Monday, September 12, 2011


While I waited for the bus in my Sunday best, it came; not the bus but a blob of 'crow dung' that landed splat  on my head. This wouldn't have happened if I had an open umbrella over my head (I often use this contraption to protect myself against spit-spray orators). Or if the crow were wearing a diaper.

Yet, my ‘crow’ning glory could be an aberration considering a recent report that talks of dwindling population of crows in the city. This was borne out by the local birdwatchers' rumoured plans to study the crows with embedded mi-crow-chips. A further proof is the fact that citizens offering Vayasam(feeding rice to crows) during Hindu rituals find no corvine patrons despite incessant cawing by the zealous worshippers, inviting the crows for the binge. But my raconteur friend tells me that the modern-day crows may only be found at their favourite watering holes - the Crow Bars!

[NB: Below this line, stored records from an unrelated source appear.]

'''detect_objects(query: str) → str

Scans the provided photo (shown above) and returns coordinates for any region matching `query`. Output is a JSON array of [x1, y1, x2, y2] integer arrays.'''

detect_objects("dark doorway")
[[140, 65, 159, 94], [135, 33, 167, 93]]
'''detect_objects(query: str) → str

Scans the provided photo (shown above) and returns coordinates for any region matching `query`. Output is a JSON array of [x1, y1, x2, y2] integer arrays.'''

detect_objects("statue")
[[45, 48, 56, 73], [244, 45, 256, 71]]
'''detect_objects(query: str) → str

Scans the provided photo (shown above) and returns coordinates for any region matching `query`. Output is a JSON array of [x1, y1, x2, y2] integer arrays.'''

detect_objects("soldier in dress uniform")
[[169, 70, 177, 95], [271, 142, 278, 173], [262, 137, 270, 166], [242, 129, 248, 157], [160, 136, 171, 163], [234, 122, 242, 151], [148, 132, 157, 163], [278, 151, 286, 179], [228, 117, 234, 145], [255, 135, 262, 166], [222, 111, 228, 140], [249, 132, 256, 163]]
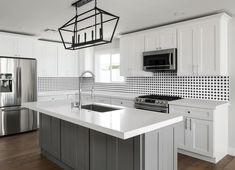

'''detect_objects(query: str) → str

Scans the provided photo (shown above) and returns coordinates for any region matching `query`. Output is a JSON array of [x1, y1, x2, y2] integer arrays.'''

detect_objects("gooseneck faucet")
[[78, 71, 95, 109]]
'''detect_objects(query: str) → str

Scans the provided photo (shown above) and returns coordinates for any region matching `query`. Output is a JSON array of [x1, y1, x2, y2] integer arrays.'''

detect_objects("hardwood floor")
[[0, 132, 235, 170]]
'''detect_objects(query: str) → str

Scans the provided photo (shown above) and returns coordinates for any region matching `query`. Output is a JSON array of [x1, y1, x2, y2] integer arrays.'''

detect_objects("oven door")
[[143, 49, 177, 72], [135, 103, 169, 114]]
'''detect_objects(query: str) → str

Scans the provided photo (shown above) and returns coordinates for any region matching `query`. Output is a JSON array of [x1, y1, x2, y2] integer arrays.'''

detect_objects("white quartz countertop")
[[82, 91, 139, 100], [23, 101, 183, 139], [38, 90, 139, 100], [169, 99, 229, 109], [38, 90, 78, 97]]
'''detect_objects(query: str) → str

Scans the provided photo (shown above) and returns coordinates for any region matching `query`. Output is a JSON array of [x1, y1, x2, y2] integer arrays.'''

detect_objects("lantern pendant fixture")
[[59, 0, 119, 50]]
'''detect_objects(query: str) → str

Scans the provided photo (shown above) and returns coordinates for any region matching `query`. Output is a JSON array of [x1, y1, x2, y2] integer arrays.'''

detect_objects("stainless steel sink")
[[82, 104, 121, 112]]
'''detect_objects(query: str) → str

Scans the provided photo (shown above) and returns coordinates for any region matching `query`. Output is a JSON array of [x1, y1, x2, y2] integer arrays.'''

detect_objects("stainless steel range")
[[135, 95, 181, 113]]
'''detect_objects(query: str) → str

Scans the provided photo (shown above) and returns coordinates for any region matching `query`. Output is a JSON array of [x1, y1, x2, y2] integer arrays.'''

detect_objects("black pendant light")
[[59, 0, 119, 50]]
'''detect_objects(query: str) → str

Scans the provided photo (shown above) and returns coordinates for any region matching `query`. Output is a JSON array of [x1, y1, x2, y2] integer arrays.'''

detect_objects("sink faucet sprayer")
[[71, 71, 95, 109]]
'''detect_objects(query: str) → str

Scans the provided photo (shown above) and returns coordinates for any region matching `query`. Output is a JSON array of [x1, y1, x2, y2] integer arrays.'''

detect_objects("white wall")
[[229, 17, 235, 155]]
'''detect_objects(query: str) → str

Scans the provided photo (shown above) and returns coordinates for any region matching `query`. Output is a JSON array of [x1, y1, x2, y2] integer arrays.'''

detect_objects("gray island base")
[[39, 113, 177, 170]]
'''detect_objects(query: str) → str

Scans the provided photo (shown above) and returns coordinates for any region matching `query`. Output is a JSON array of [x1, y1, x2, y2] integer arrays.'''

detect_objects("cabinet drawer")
[[82, 94, 92, 102], [169, 105, 213, 120], [111, 99, 134, 108], [95, 96, 110, 104]]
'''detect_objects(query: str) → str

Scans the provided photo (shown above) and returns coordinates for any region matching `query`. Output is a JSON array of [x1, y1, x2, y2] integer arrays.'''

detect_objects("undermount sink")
[[82, 104, 121, 112]]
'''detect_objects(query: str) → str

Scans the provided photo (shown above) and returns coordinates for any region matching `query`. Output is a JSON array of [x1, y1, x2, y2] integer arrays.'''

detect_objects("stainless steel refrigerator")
[[0, 57, 37, 136]]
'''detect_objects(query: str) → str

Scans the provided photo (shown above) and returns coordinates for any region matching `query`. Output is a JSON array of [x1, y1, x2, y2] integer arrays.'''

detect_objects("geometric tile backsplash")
[[38, 73, 229, 101], [38, 77, 79, 92]]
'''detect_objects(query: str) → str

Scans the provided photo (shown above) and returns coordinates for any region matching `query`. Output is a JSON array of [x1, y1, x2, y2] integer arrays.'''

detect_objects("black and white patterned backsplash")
[[95, 73, 229, 101], [38, 77, 79, 92], [38, 73, 229, 101]]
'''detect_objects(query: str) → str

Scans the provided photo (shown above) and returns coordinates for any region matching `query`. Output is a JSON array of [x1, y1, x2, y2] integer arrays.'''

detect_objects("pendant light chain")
[[58, 0, 119, 50]]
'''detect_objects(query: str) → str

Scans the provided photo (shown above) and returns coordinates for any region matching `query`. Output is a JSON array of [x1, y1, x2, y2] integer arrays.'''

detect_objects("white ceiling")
[[0, 0, 235, 40]]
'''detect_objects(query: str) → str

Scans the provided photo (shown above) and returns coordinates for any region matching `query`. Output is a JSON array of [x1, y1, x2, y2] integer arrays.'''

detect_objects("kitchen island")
[[24, 101, 183, 170]]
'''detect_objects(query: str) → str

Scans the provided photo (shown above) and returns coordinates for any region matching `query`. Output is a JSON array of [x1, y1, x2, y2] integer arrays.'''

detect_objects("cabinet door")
[[144, 31, 160, 52], [90, 131, 142, 170], [17, 38, 34, 58], [78, 47, 94, 76], [158, 29, 177, 49], [61, 121, 89, 170], [40, 114, 60, 160], [190, 119, 213, 157], [35, 42, 58, 77], [175, 118, 187, 148], [197, 21, 220, 76], [128, 34, 147, 76], [58, 44, 79, 77], [178, 25, 199, 76], [120, 34, 148, 77], [0, 35, 17, 57], [120, 37, 131, 77]]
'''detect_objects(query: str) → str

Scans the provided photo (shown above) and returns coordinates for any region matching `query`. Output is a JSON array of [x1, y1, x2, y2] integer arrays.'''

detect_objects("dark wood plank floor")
[[0, 132, 235, 170]]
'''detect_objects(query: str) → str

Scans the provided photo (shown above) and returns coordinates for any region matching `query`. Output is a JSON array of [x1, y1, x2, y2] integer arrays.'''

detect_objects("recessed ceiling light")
[[43, 28, 58, 33], [174, 12, 185, 17]]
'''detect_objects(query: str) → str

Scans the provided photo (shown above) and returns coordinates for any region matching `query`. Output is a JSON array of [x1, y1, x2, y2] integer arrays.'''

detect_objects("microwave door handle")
[[169, 53, 172, 66]]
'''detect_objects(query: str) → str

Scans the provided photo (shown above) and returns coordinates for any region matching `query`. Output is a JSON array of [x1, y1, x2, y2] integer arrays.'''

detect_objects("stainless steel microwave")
[[143, 48, 177, 72]]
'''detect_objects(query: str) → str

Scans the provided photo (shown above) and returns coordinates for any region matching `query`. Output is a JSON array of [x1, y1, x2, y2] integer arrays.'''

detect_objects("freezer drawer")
[[0, 107, 37, 136]]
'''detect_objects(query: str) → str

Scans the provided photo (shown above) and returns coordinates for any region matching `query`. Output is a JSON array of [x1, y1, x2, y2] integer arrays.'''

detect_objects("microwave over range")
[[143, 48, 177, 72]]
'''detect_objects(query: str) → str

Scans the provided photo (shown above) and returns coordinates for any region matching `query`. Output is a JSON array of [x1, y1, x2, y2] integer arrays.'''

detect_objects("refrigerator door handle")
[[16, 67, 21, 103], [1, 112, 6, 135]]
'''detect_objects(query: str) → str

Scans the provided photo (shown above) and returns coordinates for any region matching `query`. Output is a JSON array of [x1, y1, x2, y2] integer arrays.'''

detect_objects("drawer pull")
[[190, 119, 192, 131]]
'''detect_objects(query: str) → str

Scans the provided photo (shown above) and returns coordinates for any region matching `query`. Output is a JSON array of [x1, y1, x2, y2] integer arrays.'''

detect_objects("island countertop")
[[23, 100, 183, 139]]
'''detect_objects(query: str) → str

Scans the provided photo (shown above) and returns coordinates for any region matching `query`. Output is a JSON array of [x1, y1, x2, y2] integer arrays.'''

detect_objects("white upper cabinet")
[[178, 25, 198, 76], [35, 41, 58, 77], [0, 34, 34, 58], [120, 13, 231, 76], [58, 44, 79, 77], [120, 34, 149, 77], [78, 47, 94, 76], [178, 14, 230, 76], [144, 28, 177, 51]]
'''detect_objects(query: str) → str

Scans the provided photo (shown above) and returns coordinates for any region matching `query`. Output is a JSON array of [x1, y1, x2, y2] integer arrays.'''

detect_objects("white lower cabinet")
[[176, 118, 213, 157], [169, 105, 228, 163]]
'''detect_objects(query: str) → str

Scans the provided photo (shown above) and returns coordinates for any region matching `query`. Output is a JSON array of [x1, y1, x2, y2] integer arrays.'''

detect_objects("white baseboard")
[[228, 147, 235, 156]]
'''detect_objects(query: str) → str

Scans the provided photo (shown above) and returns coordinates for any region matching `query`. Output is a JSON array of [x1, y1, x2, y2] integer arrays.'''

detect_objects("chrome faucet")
[[71, 71, 95, 109]]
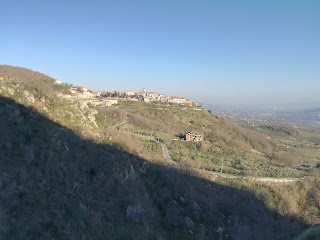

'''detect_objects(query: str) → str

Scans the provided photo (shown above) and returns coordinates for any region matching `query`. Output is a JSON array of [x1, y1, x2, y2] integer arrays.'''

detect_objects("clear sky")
[[0, 0, 320, 107]]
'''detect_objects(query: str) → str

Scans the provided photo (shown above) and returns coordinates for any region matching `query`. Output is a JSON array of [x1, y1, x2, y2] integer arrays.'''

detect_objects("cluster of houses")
[[54, 80, 194, 107], [185, 132, 204, 142], [125, 89, 193, 106]]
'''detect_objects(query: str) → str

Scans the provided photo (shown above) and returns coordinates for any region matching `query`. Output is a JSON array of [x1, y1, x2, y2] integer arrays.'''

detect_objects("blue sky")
[[0, 0, 320, 106]]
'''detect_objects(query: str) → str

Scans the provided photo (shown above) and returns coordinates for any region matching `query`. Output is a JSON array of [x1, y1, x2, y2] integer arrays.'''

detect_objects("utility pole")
[[220, 158, 223, 174], [125, 109, 128, 122]]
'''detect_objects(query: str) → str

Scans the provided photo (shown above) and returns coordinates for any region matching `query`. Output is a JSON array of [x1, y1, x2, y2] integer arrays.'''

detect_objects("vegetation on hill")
[[0, 66, 320, 240]]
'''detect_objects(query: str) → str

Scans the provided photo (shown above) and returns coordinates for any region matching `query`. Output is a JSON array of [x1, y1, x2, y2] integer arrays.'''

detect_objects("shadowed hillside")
[[0, 97, 310, 240]]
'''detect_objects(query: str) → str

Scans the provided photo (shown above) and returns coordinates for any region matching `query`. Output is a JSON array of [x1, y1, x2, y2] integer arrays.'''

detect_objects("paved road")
[[153, 139, 177, 165], [125, 132, 177, 165], [211, 173, 305, 183], [121, 130, 305, 183], [110, 120, 128, 128]]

The city's ‘crowlessness’ has become so acute that some of the crafty entrepreneurs are planning to start crow farms, dreaming of becoming Crow-repatis overnight. Through tie-ups with funeral priests, the likelihood of rent-crows-by-the-hour outlets mushrooming across the city appears plausible. And the term 'crow-ny capitalism' might find a place in future lexicons.

The last time I heard the song ‘jhooth bole kauwa kaate’ (crow bites the liar), it struck me as odd that the services of this bird has not been availed by our Forensic Science Laboratory (FSL). I mean, there is no justification in spending a fortune on computerized polygraph  (lie-detector) equipment when the humble crow can easily do the trick by merely biting the liar on the nose. And the crows on our court staff can fast-track the backlog of cases by nipping the lie in the witness box.

People often believe that a crow's caw brings bad luck. At the root is the communication gap. For all you know, the crow in question could be amusing itself by humming a few bars of ‘Raag Darbari caw-nada.’ Alternately, it may be just saying, "Holy crow, where is my next dead rat coming from?" So, why can't a crow exercise its ‘freedom of caw’ without ruffling the feathers of bigots? And it is time that the civil society gave a sympathetic ear to this persecuted bird.

 So, it is to lend a sympathetic ear to this much-maligned bird that I decided to learn the crow language with the help of  ‘The Handbook Of Crow Talk.’ But I had to turn tail when I realised that movement of the tail - an appendage I lacked - was integral to crow language (turn the head to left and vibrate the tail to warn of danger etc). With that, my foray into crow linguistics came a ‘crow-pper.’ The project is shelved forever - unless, of course, I sprout a tail in future.